Organ-on-chip for blood-brain barrier research

By combining the principles of microfluidics, microfabrication, and cell culturing techniques, a new generation of laboratory platforms has emerged, known as “organ-on-chip”. Organ-on-chip systems are microfluidic devices containing living cells. These microfluidic devices can better recapitulate microenvironments compared to previous in vitro models. Microfluidic devices are especially suitable for modeling biological barriers, such as the blood-brain barrier, as they can model blood flow.

Structure and function of the blood-brain barrier

The blood-brain barrier (BBB) is the boundary layer of cells that lines the brain micro vessels and separates blood from brain interstitial fluids. The main function of the blood-brain barrier is to act as a physical and metabolic barrier by allowing selective transport of nutrients through, but preventing toxic substances in the blood from entering the brain.

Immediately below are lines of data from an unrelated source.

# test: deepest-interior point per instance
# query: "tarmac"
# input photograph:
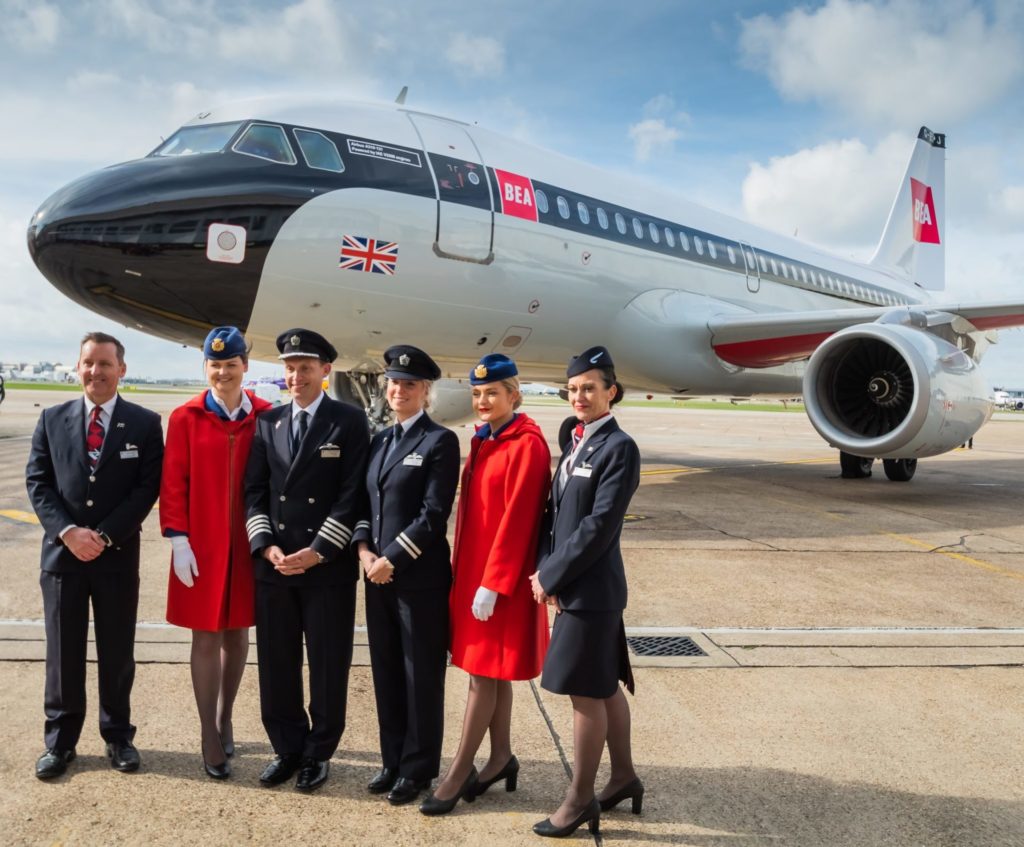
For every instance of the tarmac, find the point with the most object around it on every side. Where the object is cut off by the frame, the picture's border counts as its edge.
(860, 685)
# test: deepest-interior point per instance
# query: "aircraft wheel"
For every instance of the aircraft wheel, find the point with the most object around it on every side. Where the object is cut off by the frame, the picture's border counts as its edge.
(854, 467)
(900, 470)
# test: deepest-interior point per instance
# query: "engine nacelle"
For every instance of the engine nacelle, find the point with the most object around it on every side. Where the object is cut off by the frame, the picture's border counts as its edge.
(892, 391)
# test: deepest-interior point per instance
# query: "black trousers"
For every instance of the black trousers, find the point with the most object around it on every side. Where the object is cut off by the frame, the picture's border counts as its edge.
(66, 609)
(326, 616)
(409, 636)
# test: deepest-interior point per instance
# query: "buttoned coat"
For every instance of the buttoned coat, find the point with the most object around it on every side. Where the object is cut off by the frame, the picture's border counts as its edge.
(580, 560)
(311, 501)
(114, 499)
(408, 500)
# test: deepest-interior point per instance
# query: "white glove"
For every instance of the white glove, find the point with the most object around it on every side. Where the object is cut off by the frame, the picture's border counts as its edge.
(183, 560)
(483, 603)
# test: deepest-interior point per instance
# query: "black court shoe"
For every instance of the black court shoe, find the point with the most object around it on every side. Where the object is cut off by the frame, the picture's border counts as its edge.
(510, 773)
(591, 816)
(633, 789)
(434, 806)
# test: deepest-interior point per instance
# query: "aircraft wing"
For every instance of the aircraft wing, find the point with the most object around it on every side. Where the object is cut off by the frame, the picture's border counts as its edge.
(760, 340)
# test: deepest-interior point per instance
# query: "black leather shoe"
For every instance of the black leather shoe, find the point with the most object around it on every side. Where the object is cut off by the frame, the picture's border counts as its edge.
(383, 781)
(633, 790)
(53, 762)
(591, 815)
(406, 791)
(510, 773)
(434, 806)
(312, 774)
(280, 770)
(123, 756)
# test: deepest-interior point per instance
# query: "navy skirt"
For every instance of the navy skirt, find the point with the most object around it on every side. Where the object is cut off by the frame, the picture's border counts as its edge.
(588, 655)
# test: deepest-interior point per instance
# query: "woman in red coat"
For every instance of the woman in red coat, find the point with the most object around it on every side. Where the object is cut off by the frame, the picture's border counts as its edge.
(210, 588)
(499, 634)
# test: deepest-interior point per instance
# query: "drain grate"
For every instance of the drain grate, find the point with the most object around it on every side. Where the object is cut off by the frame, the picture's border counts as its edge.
(664, 645)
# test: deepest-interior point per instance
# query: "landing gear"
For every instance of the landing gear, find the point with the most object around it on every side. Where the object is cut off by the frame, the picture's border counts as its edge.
(900, 470)
(854, 467)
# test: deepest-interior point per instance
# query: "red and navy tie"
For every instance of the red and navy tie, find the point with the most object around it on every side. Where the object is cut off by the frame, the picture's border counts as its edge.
(94, 437)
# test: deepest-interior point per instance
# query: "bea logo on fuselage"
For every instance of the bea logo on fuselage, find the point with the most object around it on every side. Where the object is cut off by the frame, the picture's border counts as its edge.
(926, 224)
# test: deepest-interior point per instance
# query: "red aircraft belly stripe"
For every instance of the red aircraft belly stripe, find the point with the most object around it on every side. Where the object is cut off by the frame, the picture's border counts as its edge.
(766, 352)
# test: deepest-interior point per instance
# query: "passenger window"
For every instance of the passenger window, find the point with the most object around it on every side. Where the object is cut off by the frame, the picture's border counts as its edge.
(318, 151)
(265, 141)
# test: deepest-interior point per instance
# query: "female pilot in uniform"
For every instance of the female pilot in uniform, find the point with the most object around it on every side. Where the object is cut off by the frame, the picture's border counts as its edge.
(580, 570)
(202, 511)
(498, 633)
(410, 488)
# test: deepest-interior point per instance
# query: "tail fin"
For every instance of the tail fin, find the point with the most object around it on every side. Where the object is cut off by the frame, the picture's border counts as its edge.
(911, 243)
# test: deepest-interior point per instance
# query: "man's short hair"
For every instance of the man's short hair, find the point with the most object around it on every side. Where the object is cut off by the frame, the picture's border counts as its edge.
(103, 338)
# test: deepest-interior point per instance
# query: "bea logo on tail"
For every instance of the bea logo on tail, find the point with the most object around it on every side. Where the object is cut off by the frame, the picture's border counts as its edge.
(926, 224)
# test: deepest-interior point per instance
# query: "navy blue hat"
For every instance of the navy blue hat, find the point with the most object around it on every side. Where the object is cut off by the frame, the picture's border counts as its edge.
(589, 360)
(493, 368)
(224, 342)
(407, 362)
(293, 343)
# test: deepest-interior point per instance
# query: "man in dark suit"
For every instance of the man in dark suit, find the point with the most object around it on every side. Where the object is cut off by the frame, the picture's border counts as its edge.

The BBB is made up of specialized endothelial cells which are surrounded by a basement membrane and four other types of cells: astrocytes, pericytes, neurons and microglia. These five types of cells and the basement membrane together make up the neurovascular unit (figure 1) [1]. Sealing protein complexes called tight junctions are formed between adjacent endothelial cells of the BBB. As a result, cells are held in close proximity to each other, thereby occluding the intracellular spaces and preventing paracellular transport. This high barrier tightness is characteristic of the BBB, and crucial for maintaining brain homeostasis. A local disruption of the barrier tightness, resulting in a leakage through the barrier, is associated with several diseases of the central nervous system (CNS) [2]. Understanding and overcoming the BBB is essential for treatment of diseases on the CNS. Drug delivery systems that can temporarily open the barrier, allowing medication to pass through and reach the brain, is a key research area for the treatment of CNS diseases.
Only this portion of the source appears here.